Мишко узнает это, дай время! Он будет учиться в Москве. Дора тоже сюда приедет. Пройдет какой-нибудь год, и она приедет. Об этом заранее договорились. Мишко, как московский старожил, поможет ей поступить в медицинский.

Наденет парадную форму и пойдет. На нем будут ботинки с блестящими черными носами, темно-синий диагоналевый костюм с голубыми петлицами, белая рубашка, темный галстук, на голове — пилотка, на пилотке — рубиновая звездочка, на петлицах — крылышки! Вот только не помнит Мишко, полагается ли портупея. А не плохо бы по темно-синему полю пиджака спустить с плеча ремешок бордового цвета и перехватить талию широким ремнем с золотой пряжкой! Увидят такого в приемной комиссии медицинского института — и сразу примут Дору!

Вот и Петровский замок. Красная узорчатая стена. Ворота. Проходная. Но, оказывается, не сюда надо идти, а в новый корпус. Там много собралось таких же нетерпеливых.
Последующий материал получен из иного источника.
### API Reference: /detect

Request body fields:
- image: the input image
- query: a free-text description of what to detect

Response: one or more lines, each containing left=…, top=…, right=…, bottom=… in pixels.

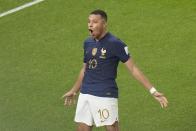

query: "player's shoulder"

left=84, top=37, right=94, bottom=47
left=84, top=37, right=94, bottom=43
left=108, top=33, right=126, bottom=46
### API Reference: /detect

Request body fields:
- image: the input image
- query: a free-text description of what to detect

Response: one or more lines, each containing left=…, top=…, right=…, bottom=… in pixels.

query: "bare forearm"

left=71, top=66, right=85, bottom=93
left=132, top=67, right=153, bottom=90
left=125, top=60, right=153, bottom=90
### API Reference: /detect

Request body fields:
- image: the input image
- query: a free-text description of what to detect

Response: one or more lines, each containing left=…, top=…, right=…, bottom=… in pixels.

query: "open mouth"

В широкой комнате расставлены железные койки. Постели покрыты колючими солдатскими одеялами. Ложись, отдыхай. Спрячь бумажечку со штампом и номерком. Она пригодится. С ней завтра пойдешь на медицинскую проверку.

На другой же день нашел дружков. Стало веселее. С одним познакомился в умывальнике. Попросил закурить. Разговорились. Его звать Геннадием. Красивое имя! Он из Ленинграда. Курит не по-людски: не затягиваясь. Наберет дыму за обе щеки и выпускает потихоньку сперва через рот, затем через нос. Папиросы курит сладкие, дорогие. Но ему не повезло: не прошел. Говорит, эскулапы дело застопорили.

На Геннадии — коричневые полуботинки, коричневые брюки-клеш из тонкого сукна, кремовая рубашка с закатанными выше локтей рукавами. Все новое, пахнет по-особому. А глянешь на Мишка — село селом! Пузыри на коленях, потрескавшиеся ботинки, синяя косоворотка с малиновой неяркой вышивкой на вороте и обшлагах. Отец купил ее для себя. Но отдал Мишку, раз такое дело. К тому же она ему была маловата.

Мишко комиссию прошел. И на стуле вертели, и в рот заглядывали, и в грудь стучали. Признали здоровым. Село, говорят, поставляет людей надежных.

Генка решил домой не возвращаться. Берет документы и — в авиационный институт. Даже лучше: самолеты строить все равно научится, а серую шинель таскать не придется. Он сказал, что это его устраивает: не велика радость всю жизнь провести в казарме.